Mesmo assim, o presidente disse que, em sua opinião, o tema não merecia tanta repercussão. Ele mencionou uma lei de 2009 que já trata da execução do Hino nas escolas. Citou que a norma foi assinada pelo então presidente em exercício, José Alencar (vice do ex-presidente Luiz Inácio Lula da Silva), e pelo então ministro da Educação, Fernando Haddad, seu rival na eleição de 2018.

Prestes a completar dois meses de governo, o presidente disse que sente falta do "aconchego" de sua casa em um condomínio na Barra da Tijuca (RJ). Observou que no Palácio do Alvorada tudo é muito grande, que às vezes "caminha 30 metros para ir até o banheiro e que, em alguns momentos, têm a sensação de ser "um preso sem a tornozeleira eletrônica".

Também falou sobre o relacionamento com os filhos e afirmou que eles "não mandam" em seu governo. Bolsonaro lamentou o episódio que resultou na demissão do ex-ministro Gustavo Bebianno da Secretaria-Geral da Presidência que caiu em meio a uma troca de acusações com o vereador Carlos Bolsonaro (PSC-RJ), o filho do meio do presidente.

Ao comentar sobre sua expectativa de que o caso envolvendo Adélio Bispo, que o esfaqueou durante a campanha em Juiz de Fora, seja solucionado ainda no mês de março, Bolsonaro lembrou que teve muito medo de morrer. Com os olhos marejados, disse que, num primeiro momento, não se deu conta do tamanho e da gravidade da agressão que havia sofrido.

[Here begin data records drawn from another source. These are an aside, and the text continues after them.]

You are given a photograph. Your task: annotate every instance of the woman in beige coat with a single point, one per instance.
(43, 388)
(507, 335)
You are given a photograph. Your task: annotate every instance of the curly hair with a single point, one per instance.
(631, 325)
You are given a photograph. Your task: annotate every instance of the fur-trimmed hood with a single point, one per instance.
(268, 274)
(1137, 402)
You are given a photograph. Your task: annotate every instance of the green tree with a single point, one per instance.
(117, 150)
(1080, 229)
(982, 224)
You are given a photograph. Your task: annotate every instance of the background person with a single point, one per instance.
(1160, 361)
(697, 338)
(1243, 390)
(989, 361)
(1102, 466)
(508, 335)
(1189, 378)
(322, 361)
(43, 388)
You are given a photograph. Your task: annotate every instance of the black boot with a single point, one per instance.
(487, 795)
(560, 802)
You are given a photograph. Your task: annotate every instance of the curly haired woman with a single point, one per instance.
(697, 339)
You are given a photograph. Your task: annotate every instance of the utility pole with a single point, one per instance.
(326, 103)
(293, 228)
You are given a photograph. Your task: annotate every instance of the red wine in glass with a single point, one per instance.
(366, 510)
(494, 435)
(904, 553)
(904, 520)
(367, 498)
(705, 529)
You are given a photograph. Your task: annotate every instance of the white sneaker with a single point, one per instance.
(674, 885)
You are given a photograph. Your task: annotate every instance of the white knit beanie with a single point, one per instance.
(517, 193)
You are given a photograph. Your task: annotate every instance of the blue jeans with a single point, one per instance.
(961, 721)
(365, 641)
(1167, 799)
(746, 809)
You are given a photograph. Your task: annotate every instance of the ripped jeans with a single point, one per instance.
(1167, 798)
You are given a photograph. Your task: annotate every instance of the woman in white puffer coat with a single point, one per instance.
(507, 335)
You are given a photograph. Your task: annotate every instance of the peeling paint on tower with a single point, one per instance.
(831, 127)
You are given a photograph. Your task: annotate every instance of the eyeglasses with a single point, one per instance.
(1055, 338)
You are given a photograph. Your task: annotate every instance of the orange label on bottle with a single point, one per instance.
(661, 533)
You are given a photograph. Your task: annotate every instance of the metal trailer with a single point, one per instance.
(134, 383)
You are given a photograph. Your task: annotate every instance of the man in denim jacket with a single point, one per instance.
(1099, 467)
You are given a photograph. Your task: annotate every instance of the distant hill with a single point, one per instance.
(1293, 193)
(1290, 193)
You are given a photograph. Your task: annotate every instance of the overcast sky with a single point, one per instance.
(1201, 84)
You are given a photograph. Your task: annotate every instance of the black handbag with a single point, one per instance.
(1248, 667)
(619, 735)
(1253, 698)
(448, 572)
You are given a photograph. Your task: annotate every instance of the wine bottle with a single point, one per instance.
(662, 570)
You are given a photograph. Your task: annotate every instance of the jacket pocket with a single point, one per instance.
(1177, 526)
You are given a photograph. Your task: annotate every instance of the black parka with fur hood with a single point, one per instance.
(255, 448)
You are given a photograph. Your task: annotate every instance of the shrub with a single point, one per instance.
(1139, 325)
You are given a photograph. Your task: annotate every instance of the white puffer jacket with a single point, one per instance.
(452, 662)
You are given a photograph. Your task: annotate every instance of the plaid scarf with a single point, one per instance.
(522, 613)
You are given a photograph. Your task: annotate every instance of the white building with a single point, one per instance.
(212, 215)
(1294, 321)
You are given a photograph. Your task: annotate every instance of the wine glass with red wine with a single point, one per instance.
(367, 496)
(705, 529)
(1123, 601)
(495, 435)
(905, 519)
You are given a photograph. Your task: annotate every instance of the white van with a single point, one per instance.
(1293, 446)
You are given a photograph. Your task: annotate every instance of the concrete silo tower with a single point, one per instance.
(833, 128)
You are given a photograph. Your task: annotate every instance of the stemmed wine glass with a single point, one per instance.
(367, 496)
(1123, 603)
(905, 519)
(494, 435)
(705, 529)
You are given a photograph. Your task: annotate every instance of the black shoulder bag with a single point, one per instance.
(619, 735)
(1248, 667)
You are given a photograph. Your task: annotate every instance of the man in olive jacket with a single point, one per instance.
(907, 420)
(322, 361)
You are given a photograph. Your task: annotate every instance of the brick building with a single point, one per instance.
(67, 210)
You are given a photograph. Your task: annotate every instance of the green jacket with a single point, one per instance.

Mas que, ao chegar ao hospital onde recebeu o primeiro atendimento, e perceber que corria um risco real de morte pensou na filha Laura de apenas oito anos. "Tive muito medo de ir embora e deixá-la sem um pai", contou, emocionado.

Embora reconheça que durante a campanha e ainda agora a comunicação do governo tenha estado mais focada nas mídias sociais, Bolsonaro assinalou que gostaria de estimular e ampliar o contato com os jornalistas. Segundo ele, o trabalho da imprensa é fundamental no esclarecimento da opinião pública e dos próprios parlamentares sobre a imprescindível reforma da Previdência. "A população e o Congresso devem ter claro que sem a reforma não há solução para os grandes problemas nacionais e tampouco perspectiva para nosso País e que para isso é preciso muito mais do que redes sociais. Preciso do apoio de vocês", afirmou.